Ashwani Kumar, Head of Standards and Spectrum Strategy, Nokia
While the first phase of 5G standardisation was completed with Release 15, the focus has shifted to 5G-Advanced, which is being developed through Releases 18, 19 and 20. As has been the case with previous generations, the advanced version of the technology serves as the bridge to the next generation. In that sense, Release 20 is particularly important because it is laying the foundation for 6G.
Much of the discussion around 5G in recent years has centred on monetisation. Yet, one of the industry’s fundamental challenges has been that many networks continue to operate in non-standalone mode. The reality is that a non-standalone network offers limited opportunities to unlock the full capabilities of 5G. Therefore, a first critical step is the migration from non-standalone architecture (NSA) to standalone architecture (SA).

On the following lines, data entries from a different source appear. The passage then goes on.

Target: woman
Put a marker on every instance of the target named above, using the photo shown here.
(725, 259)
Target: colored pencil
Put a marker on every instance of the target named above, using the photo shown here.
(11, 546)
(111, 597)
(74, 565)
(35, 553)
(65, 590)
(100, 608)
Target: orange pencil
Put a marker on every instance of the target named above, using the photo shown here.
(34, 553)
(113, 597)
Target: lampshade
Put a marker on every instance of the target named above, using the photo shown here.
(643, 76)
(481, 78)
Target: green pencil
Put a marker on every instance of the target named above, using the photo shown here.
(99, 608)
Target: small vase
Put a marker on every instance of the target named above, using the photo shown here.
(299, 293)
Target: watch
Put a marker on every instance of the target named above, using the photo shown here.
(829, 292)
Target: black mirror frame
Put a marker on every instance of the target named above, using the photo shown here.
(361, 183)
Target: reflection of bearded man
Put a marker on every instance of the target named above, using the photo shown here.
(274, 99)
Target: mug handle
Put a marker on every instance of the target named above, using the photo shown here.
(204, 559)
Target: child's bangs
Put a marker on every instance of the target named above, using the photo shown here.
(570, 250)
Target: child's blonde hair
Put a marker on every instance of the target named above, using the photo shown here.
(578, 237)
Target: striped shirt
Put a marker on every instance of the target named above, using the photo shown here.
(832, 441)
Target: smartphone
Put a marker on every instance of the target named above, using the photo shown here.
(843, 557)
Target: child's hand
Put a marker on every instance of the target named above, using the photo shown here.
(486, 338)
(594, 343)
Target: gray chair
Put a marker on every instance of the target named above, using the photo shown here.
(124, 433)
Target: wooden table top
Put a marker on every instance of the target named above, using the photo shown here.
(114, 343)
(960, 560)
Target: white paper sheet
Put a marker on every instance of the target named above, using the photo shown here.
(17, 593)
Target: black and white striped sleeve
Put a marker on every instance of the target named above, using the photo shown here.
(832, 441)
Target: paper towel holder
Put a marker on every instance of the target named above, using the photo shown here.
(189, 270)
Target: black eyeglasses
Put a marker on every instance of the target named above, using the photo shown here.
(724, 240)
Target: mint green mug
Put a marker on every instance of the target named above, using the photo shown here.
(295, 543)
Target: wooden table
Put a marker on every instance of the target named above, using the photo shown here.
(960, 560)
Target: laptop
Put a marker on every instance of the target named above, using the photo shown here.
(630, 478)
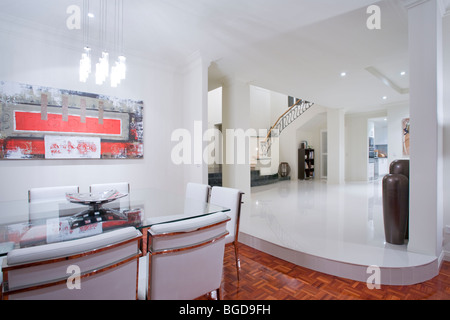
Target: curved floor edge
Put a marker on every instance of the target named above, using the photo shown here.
(402, 275)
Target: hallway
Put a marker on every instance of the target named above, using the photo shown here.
(335, 229)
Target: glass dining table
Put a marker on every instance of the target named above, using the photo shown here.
(24, 224)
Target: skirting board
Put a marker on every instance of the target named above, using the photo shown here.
(407, 275)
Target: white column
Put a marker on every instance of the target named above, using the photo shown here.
(426, 106)
(336, 146)
(194, 100)
(235, 116)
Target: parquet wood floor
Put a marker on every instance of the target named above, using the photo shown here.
(264, 277)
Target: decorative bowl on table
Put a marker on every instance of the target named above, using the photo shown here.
(96, 213)
(92, 198)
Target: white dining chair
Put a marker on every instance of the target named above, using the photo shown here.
(50, 193)
(198, 191)
(50, 202)
(185, 259)
(103, 266)
(232, 199)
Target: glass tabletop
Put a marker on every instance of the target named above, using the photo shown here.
(24, 224)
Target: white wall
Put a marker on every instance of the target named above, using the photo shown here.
(45, 60)
(395, 133)
(357, 144)
(192, 97)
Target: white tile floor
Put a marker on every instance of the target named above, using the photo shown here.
(330, 228)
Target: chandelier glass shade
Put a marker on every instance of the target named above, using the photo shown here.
(102, 67)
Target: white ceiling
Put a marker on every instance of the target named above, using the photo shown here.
(296, 47)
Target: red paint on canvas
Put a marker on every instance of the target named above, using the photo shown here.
(26, 146)
(31, 121)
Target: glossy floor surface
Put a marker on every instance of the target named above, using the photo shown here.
(341, 223)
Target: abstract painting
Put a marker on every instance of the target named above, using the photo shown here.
(405, 140)
(46, 123)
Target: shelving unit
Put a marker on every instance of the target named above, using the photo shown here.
(306, 163)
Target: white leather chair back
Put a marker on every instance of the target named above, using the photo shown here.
(108, 265)
(50, 202)
(229, 198)
(50, 193)
(198, 191)
(122, 187)
(186, 257)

The pace of this migration has remained slow globally. While SA adoption remains limited globally, markets such as China, India, Singapore and the US have emerged as leaders.
India is one of the leading markets in the transition to standalone 5G. The country has crossed 400 million 5G users, deployed more than 500,000 sites and achieved healthy device penetration. Data consumption is increasingly shifting towards 5G, creating a strong foundation for the adoption of more advanced services. SA is what enables operators to tap the full range of capabilities being introduced through 5G-Advanced. Without standalone deployment, many of the capabilities associated with slicing, reduced capability (RedCap) devices and advanced service differentiation cannot be fully realised.
Beyond connectivity
5G-Advanced introduces a range of capabilities spanning performance improvements, new device categories, differentiated services, network exposure, automation and satellite integration.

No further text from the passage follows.